President Donald Trump will ask congress to cut funding to the EPA in order to increase the military budget, according to senior administration officials.
Trump wants “a budget with tens of billions of dollars in reductions to the Environmental Protection Agency and State Department,” according to The New York Times.
The budget outline is a chance for President Trump to show his business acumen and reset public confidence after some turnover in staffing.
Trump has promised to “cancel billions in global warming payments to the United Nations, and use that money to support America’s vital environmental infrastructure and natural resources.” This is especially encouraging to conservatives since President Obama pledged billions in overseas global warming programs.
The New York Times has more:
President Trump will instruct federal agencies on Monday to assemble a budget for the coming fiscal year that includes sharp increases in Defense Department spending and drastic enough cuts to domestic agencies that he can keep his promise to leave Social Security and Medicare alone, according to four senior administration officials.
The budget outline will be the first move in a campaign this week to reset the narrative of Mr. Trump’s turmoil-tossed White House.
A day before delivering a high-stakes address on Tuesday to a joint session of Congress, Mr. Trump will demand a budget with tens of billions of dollars in reductions to the Environmental Protection Agency and State Department, according to four senior administration officials with direct knowledge of the plan. Social safety net programs, aside from the big entitlement programs for retirees, would also be hit hard.
Preliminary budget outlines are usually little-noticed administrative exercises, the first step in negotiations between the White House and federal agencies that usually shave the sharpest edges off the initial request.

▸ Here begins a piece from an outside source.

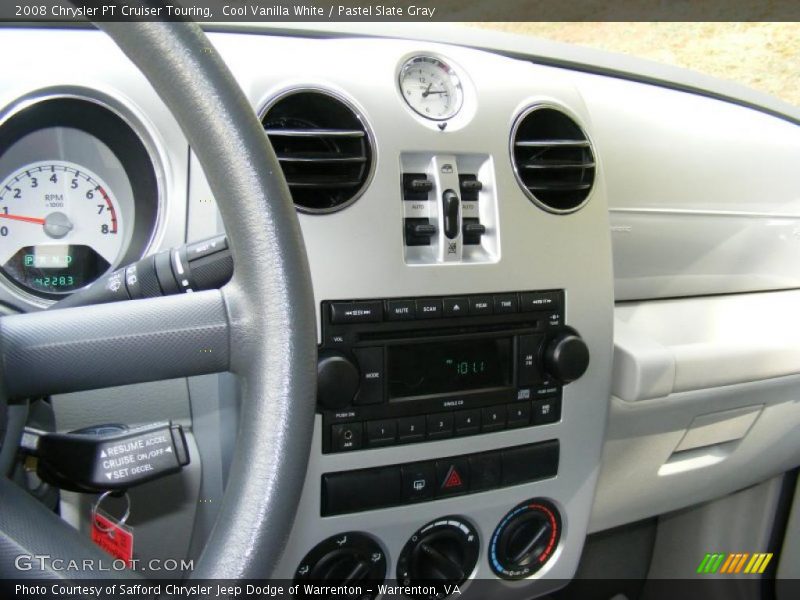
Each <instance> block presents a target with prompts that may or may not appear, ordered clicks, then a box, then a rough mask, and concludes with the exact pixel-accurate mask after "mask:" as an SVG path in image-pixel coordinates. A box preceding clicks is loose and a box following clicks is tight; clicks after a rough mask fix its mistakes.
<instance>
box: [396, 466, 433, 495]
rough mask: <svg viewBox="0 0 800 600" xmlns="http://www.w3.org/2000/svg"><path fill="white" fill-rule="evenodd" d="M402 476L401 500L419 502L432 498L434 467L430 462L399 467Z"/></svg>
mask: <svg viewBox="0 0 800 600" xmlns="http://www.w3.org/2000/svg"><path fill="white" fill-rule="evenodd" d="M400 472H401V474H402V476H403V488H402V498H403V502H419V501H420V500H429V499H430V498H433V490H434V487H436V468H435V466H434V464H433V463H432V462H429V463H415V464H413V465H404V466H402V467H400Z"/></svg>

But this plan — a product of a collaboration between the Office of Management and Budget director, Mick Mulvaney; the National Economic Council director, Gary Cohn; and the White House chief strategist, Stephen K. Bannon — is intended to make a big splash for a president eager to show that he is a man of action.

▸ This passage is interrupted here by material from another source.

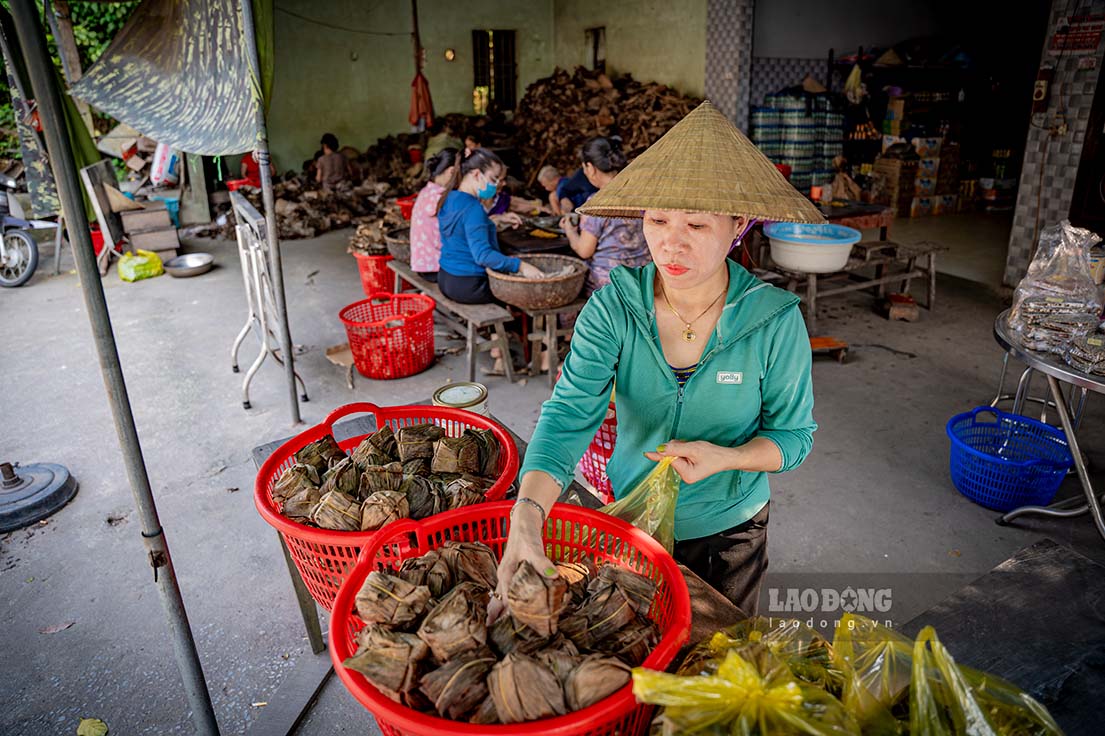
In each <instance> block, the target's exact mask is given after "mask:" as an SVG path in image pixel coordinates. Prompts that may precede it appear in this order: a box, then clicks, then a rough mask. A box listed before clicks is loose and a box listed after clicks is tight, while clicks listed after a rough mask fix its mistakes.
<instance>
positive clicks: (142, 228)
mask: <svg viewBox="0 0 1105 736" xmlns="http://www.w3.org/2000/svg"><path fill="white" fill-rule="evenodd" d="M119 217H120V218H122V219H123V230H124V231H125V232H126V233H127V238H129V239H130V245H131V246H133V248H135V249H136V250H143V251H152V252H154V253H157V254H158V255H160V256H161V260H162V261H166V260H168V259H172V257H176V255H177V249H178V248H179V246H180V243H179V241H178V240H177V229H176V228H173V227H172V221H171V220H170V218H169V210H168V209H167V208H166V206H165V202H149V203H148V204H146V206H145V207H143V208H141V209H136V210H128V211H125V212H119Z"/></svg>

Mr. Trump’s top advisers huddled in the White House this weekend to work on his Tuesday night prime-time address. They focused on a single, often overlooked message amid the chaos of his first weeks in the White House: the assertion that the reality-show candidate is now a president determined to keep audacious campaign promises on immigration, the economy and the budget, no matter how sloppy or disruptive it looks from the outside.
“They might not agree with everything you do, but people will respect you for doing what you said you were going to do,” said Jason Miller, a top communications strategist on the Trump campaign who remains close to the White House.
“He’s doing something first, and there’s time for talk later,” Mr. Miller added. “This is ultimately how he’s going to get people who didn’t vote, or people who didn’t vote for him, into the fold. Inside the Beltway and with the media, there’s this focus on the palace intrigue. Out in the rest of the country, they are seeing a guy who is focused on jobs and the economy.”
The budget plan, a numerical sketch that will probably be substantially altered by House and Senate Republicans — and vociferously opposed by congressional Democrats — will be Mr. Trump’s first big step into a legislative fray he has largely avoided during the first 40 days of his administration.